Les travaux auxquels étaient employés les esclaves étaient tous ceux qui sont nécessaires à l'exploitation d'un domaine agricole (culture des céréales, de la vigne, de l'olivier, élevage du gros et du petit bétail) ainsi qu'à l'entretien des terres, des biens et des outils. Travaux variables selon les saisons, mais tous exigeants et assurés avec continuité. Un domaine se suffit en grande partie à lui-même. On y fabrique les matériaux et les objets usuels dans la vie quotidienne : briques, tuiles, outils en bois, ou en fer, etc. Le maître n'exploite pas toujours directement son domaine, surtout s'il est un personnage public, ses obligations à l'égard de l'Etat l'en éloignant (exercice d'une magistrature, rôle à l'armée). C'est un intendant qui en a la charge et qui doit rendre des comptes. Esclave lui-même, il se montre aussi sévère, sinon plus.
A cet état ancien, succède, à partir des débuts du deuxième siècle av. J.-C., une période de très longue durée, où le maître devient plus lointain, où les effectifs deviennent si nombreux qu'il ne connaît pas ses esclaves, ne voit de plus en plus en eux que des bêtes dont il faut tirer le meilleur rendement au moindre coût. C'est la première grande rupture dans l'histoire de l'esclavage romain. La deuxième se situera au deuxième siècle après J.-C.

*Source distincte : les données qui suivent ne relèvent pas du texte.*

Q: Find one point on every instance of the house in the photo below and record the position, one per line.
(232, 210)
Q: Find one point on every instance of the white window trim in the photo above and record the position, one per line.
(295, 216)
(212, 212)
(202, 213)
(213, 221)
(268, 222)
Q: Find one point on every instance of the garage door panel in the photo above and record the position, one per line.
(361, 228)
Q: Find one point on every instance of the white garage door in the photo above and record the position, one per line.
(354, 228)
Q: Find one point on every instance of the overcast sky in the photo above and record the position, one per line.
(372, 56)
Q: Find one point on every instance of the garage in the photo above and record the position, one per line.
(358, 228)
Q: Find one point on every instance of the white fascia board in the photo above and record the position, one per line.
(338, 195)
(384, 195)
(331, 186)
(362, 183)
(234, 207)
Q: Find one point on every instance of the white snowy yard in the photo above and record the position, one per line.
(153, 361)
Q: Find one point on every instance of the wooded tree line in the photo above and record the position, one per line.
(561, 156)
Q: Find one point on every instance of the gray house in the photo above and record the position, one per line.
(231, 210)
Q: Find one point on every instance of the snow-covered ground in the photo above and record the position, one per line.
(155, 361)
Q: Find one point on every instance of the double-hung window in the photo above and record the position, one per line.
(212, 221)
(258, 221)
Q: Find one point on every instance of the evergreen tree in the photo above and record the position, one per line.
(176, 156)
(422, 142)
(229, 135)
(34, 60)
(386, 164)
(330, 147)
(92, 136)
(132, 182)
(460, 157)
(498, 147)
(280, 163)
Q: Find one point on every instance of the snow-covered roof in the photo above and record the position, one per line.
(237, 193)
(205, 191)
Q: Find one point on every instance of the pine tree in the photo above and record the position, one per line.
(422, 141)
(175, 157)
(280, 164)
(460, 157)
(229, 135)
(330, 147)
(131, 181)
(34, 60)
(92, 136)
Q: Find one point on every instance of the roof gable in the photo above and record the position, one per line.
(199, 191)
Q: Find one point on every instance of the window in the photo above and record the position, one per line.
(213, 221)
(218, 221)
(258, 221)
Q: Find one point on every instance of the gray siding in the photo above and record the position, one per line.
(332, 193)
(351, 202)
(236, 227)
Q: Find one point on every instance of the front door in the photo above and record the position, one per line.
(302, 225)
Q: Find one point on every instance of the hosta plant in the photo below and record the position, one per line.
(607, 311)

De profondes transformations, engagées depuis le quatrième siècle mais contenues par des dispositions législatives qui étaient tombées progressivement en désuétude, avaient affecté la société. Les riches et les puissants accaparent de plus en plus les terres de l'ager publicus, au détriment des petits et moyens propriétaires, certains étant par ailleurs ruinés par les guerres puniques et disparaissant. Le petit propriétaire en particulier ne peut lutter contre la grande exploitation. Il ne trouve plus à vendre ses produits dans des conditions qui lui assureraient une vie décente. Sa production, limitée du fait de la dimension de son exploitation, ne supporte pas la concurrence des grands domaines. D'ailleurs, de plus en plus, Rome se procure ses moyens de subsistance, le blé en particulier, hors de l'Italie, dont la plus grande partie est consacrée à l'élevage extensif, qui réclame des armées d'esclaves, fournis par les guerres de conquête ou à la seule culture de la vigne et de l'olivier, sur une grande échelle.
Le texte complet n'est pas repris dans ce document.